Bruce Evans bde at zeta.org.au
Wed May 31 16:25:32 PDT 2006


On Wed, 31 May 2006, Attilio Rao wrote:

> 2006/5/31, Suleiman Souhlal <ssouhlal at freebsd.org>:
>> Nice work. Any chance you could also port it to amd64? :-)
>
> Not in the near future, I think. :P

It is not useful for amd64.  An amd64 has enough instruction bandwidth
to saturate the L1 cache using 64-bit accesses although not using
32-bit accesses.  An amd64 has 64-bit integer registers which can be
accesses without the huge setup overheads and code complications for
MMX/XMM registers.  It already uses 64-bit registers or 64-bit movs
for copying and zeroing of course.  Perhaps it should use prefetches
and nontemporal writes more than it already does, but these don't
require using SSE2 instructions like nontemporal writes do for 32-bit
CPUs.

>> Does that mean it won't work with SMP and PREEMPTION?
>
> Yes it will work (even if I think it needs more testing) but maybe
> would give lesser performances on SMP|PREEMPTION due to too much
> traffic on memory/cache. For this I was planing to use non-temporal
> instructions
> (obviously benchmarks would be very appreciate).

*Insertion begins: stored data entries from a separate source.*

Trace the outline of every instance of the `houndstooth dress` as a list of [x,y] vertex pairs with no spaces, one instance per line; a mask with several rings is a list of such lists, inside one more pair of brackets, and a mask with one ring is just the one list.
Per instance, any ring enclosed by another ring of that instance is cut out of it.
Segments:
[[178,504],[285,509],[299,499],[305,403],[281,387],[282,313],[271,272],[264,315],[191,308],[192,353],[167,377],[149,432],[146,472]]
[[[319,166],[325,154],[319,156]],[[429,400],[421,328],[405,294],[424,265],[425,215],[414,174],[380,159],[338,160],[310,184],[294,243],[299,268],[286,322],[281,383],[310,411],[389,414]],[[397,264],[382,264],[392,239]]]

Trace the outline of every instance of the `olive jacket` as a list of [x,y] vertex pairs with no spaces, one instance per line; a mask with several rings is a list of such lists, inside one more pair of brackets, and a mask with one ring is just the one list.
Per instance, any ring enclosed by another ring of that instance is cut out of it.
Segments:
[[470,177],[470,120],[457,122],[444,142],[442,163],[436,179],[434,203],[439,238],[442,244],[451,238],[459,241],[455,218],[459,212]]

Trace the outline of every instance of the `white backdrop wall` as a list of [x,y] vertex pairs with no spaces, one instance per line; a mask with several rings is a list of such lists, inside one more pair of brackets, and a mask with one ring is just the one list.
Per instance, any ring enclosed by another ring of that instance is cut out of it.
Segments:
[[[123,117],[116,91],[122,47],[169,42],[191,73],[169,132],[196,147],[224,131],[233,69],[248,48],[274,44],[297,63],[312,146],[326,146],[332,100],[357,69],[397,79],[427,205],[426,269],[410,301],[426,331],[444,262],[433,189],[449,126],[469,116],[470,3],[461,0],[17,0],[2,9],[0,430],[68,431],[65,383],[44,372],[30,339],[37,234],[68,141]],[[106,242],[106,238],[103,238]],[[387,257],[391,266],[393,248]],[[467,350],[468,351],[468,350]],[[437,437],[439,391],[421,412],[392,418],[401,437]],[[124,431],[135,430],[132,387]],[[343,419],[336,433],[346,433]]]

Er, isn't its main point to fix some !SMP assumptions made in the old
copying-through-the-FPU code?  (The old code is messy due to its avoidance
of global changes.  It wants to preserve the FPU state on the stack, but
this doesn't quite work so it does extra things (still mostly locally)
that only work in the !SMP && (!SMPng even with UP) case.  Patching this
approach to work with SMP || SMPng cases would make it messier.)

The new code wouldn't behave much differently under SMP.  It just might
be a smaller optimization because more memory pressure for SMP causes
more cache misses for everything and there are no benefits from copying
through MMX/XMM unless nontemporal writes are used.  All (?) CPUs with
MMX or SSE* can saturate main memory using 32-bit instructions.  On
32-bit CPUs, the benefits of using MMX/XMM come from being able to
saturate the L1 cache on some CPUs (mainly Athlons and not P[2-4]),
and from being able to use nontemporal writes on some CPUs (at least
AthlonXP via SSE extensions all CPUs with SSE2).